The file descriptors are shared amoung the segments of the program using fork or pthread.

If you are only doing a single RECEIVE / SEND per client session, then you are fine [although in sharing data across to
our IBM Mainframe, we had to set up locks on the mainframe to insure packets were not lost].

What Gavin said is strictly true, except for implication that CREATEPROCESS can be used for file descriptors under 
certain circumstances for Berkley Sockets. Perhaps there is something I do not understand at this point, but I have tried nearly every
combination of CREATEPROCESS, and I cannot make a son process to handle each connection.
I even tried file shared memory. It may work well for NETIPC, but it sure as death, taxes and revenge doesn't work for Berkley Sockets.
To be fair, Gavin clarified this in the rest of his presentation. Just remember that NETIPC works differently than Berkley Sockets,
and, while CREATEPROCESS may work for NETIPC, it does NOT work for Berkley Sockets.

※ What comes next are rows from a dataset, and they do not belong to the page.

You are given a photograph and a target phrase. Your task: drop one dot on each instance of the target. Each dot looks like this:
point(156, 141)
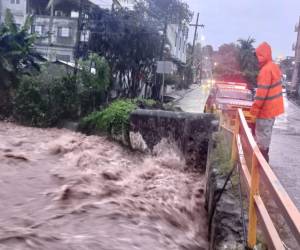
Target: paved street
point(285, 150)
point(285, 147)
point(194, 101)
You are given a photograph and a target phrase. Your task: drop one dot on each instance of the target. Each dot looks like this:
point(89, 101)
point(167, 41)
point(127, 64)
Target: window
point(65, 58)
point(85, 35)
point(15, 1)
point(64, 32)
point(39, 29)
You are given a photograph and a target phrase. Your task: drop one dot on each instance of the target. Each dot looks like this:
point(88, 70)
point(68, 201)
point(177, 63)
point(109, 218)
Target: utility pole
point(78, 37)
point(162, 57)
point(196, 25)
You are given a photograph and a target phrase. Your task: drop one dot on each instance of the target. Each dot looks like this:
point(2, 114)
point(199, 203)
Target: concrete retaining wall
point(191, 132)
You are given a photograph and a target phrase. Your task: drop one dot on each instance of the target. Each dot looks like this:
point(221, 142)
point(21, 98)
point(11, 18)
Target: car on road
point(225, 98)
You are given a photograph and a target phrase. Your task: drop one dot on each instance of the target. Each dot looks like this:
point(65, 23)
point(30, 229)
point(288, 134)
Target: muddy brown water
point(65, 190)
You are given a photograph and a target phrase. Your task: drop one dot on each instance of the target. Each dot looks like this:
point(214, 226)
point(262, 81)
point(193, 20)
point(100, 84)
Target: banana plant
point(16, 50)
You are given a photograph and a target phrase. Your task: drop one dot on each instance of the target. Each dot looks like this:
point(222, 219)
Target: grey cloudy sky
point(265, 20)
point(228, 20)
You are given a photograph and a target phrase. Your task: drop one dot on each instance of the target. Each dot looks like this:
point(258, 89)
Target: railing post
point(233, 144)
point(252, 212)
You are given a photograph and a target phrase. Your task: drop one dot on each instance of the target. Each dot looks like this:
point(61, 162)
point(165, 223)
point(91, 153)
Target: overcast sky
point(228, 20)
point(265, 20)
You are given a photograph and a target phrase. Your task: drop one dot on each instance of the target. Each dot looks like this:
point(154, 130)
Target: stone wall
point(191, 132)
point(225, 223)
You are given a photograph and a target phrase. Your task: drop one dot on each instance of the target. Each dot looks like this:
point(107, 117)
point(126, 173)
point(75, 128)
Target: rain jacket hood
point(264, 53)
point(268, 99)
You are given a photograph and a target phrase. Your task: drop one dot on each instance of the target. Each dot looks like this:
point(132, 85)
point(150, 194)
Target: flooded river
point(62, 190)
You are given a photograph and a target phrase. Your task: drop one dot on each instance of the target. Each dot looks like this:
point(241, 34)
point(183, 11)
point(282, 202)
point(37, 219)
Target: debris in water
point(98, 194)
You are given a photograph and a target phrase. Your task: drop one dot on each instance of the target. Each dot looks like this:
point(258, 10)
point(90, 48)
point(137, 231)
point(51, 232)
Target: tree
point(248, 61)
point(228, 67)
point(94, 82)
point(131, 41)
point(16, 57)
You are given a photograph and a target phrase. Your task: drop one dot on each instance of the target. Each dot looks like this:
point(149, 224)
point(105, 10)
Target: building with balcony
point(55, 24)
point(177, 39)
point(296, 73)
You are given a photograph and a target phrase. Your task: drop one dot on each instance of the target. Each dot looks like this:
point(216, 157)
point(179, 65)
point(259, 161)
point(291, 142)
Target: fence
point(254, 168)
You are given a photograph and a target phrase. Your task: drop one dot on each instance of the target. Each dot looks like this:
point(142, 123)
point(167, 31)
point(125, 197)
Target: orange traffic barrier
point(255, 169)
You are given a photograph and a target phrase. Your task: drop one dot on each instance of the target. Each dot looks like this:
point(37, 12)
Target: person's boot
point(265, 153)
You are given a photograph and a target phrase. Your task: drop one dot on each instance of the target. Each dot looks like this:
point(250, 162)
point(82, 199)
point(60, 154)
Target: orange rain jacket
point(268, 100)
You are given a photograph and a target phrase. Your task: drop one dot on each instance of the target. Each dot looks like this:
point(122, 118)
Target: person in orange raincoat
point(268, 102)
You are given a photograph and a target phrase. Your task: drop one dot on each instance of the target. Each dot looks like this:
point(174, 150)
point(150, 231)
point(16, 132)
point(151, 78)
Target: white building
point(295, 79)
point(17, 7)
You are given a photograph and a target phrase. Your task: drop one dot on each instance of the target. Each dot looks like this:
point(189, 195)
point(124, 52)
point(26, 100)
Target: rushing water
point(62, 190)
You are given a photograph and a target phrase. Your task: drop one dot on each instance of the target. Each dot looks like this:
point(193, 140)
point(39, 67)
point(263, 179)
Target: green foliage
point(222, 154)
point(16, 58)
point(131, 41)
point(16, 54)
point(95, 73)
point(112, 120)
point(93, 83)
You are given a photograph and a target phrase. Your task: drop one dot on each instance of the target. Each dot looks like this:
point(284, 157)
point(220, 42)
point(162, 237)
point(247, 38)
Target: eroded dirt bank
point(64, 190)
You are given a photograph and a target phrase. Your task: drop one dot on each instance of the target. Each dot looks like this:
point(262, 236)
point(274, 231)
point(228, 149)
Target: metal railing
point(255, 171)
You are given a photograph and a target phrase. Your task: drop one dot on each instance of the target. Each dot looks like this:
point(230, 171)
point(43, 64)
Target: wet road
point(61, 190)
point(285, 145)
point(285, 150)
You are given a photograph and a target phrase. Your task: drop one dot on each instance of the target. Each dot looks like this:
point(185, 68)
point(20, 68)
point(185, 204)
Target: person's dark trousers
point(265, 153)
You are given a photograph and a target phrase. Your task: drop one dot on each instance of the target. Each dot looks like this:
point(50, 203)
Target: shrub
point(43, 103)
point(114, 120)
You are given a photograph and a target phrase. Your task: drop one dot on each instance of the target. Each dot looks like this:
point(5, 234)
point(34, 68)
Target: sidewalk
point(194, 100)
point(285, 150)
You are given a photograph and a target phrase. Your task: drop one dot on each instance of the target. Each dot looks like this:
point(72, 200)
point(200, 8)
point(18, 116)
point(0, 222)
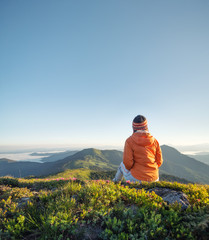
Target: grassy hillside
point(73, 209)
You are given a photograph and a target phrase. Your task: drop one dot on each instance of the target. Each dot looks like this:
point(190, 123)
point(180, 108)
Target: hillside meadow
point(68, 208)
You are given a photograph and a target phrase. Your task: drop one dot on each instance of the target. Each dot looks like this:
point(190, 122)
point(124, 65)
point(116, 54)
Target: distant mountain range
point(202, 157)
point(175, 164)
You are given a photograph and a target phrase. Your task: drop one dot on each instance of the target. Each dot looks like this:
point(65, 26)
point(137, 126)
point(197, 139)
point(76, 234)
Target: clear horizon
point(76, 73)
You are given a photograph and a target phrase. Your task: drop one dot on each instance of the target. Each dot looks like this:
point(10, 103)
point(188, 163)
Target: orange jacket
point(142, 156)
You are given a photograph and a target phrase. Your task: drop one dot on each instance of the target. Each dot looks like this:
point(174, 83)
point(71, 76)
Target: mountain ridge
point(175, 164)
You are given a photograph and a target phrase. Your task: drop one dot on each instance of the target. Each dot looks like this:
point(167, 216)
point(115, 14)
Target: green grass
point(67, 208)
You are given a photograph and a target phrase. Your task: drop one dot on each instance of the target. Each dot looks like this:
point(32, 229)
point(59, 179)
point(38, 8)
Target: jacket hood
point(142, 139)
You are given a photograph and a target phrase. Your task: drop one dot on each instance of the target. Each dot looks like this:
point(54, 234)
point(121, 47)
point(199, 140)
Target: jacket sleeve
point(128, 156)
point(158, 156)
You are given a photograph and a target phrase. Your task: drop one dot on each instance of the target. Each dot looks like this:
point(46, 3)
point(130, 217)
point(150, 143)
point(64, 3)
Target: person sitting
point(142, 155)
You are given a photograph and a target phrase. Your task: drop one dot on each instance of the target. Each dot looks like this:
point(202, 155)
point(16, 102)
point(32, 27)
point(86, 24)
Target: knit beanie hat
point(139, 123)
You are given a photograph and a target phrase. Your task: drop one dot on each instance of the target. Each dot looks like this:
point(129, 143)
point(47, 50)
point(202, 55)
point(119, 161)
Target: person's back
point(142, 154)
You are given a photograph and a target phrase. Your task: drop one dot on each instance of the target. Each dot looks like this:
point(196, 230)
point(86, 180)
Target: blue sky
point(76, 73)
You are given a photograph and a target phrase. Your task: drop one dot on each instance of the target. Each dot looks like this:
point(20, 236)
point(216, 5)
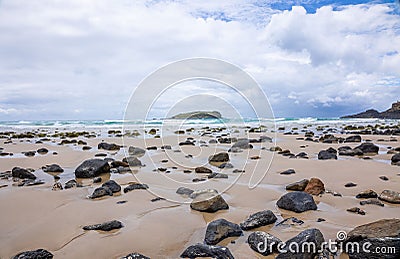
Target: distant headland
point(392, 113)
point(198, 115)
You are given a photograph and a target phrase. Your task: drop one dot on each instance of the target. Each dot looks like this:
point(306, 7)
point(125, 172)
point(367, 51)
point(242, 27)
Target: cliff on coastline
point(392, 113)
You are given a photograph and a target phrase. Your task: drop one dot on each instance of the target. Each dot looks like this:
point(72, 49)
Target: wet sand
point(37, 217)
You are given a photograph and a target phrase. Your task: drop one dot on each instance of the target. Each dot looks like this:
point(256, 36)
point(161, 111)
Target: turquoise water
point(249, 121)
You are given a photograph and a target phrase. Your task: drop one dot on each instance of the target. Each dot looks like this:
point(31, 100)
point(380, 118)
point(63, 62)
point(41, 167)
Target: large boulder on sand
point(368, 148)
point(258, 219)
point(92, 168)
point(309, 238)
point(220, 229)
point(208, 201)
point(22, 173)
point(297, 202)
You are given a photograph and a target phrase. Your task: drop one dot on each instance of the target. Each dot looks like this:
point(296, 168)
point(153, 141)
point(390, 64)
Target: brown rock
point(315, 187)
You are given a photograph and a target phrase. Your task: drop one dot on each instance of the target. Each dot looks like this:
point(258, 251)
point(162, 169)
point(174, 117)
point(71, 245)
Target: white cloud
point(88, 56)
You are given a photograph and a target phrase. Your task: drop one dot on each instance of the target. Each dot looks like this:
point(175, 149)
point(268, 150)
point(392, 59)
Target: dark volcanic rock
point(208, 201)
point(303, 240)
point(378, 234)
point(202, 250)
point(390, 196)
point(35, 254)
point(92, 168)
point(297, 186)
point(355, 138)
point(368, 148)
point(258, 219)
point(135, 186)
point(22, 173)
point(112, 185)
point(70, 184)
point(108, 146)
point(135, 256)
point(106, 226)
point(241, 144)
point(97, 180)
point(100, 192)
point(263, 243)
point(315, 187)
point(220, 229)
point(54, 168)
point(297, 202)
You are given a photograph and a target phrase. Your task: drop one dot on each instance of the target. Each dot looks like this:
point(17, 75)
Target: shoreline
point(37, 217)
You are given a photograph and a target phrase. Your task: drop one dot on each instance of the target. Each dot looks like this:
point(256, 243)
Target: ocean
point(252, 122)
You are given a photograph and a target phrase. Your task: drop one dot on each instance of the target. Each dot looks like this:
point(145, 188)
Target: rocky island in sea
point(198, 115)
point(392, 113)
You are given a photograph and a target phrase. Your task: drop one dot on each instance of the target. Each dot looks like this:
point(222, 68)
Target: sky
point(67, 60)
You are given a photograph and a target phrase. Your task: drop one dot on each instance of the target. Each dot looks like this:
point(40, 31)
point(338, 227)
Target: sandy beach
point(36, 216)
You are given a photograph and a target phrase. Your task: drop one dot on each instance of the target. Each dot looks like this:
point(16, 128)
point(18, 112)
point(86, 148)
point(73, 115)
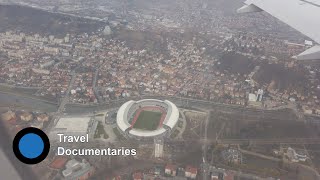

The rest of what Gavin said is quite useful:

>When writing network server programs for the 3000, you can either use the
"Unix" style (Berkeley sockets TLI, fork(), and select() probably using C as
the programming language) or the "MPE" style (NetIPC TLI, CREATEPROCESS, and
Nowait I/O, using most any language).

>Both have pretty much the same capabilities.

>The choice of which Transport Layer Interface you use on the 3000 (BSD
sockets or NetIPC) won't affect what the client programs see.  They are both
interfaces to the TCP protocol.

>G.

The cost of getting things done is hyperbole.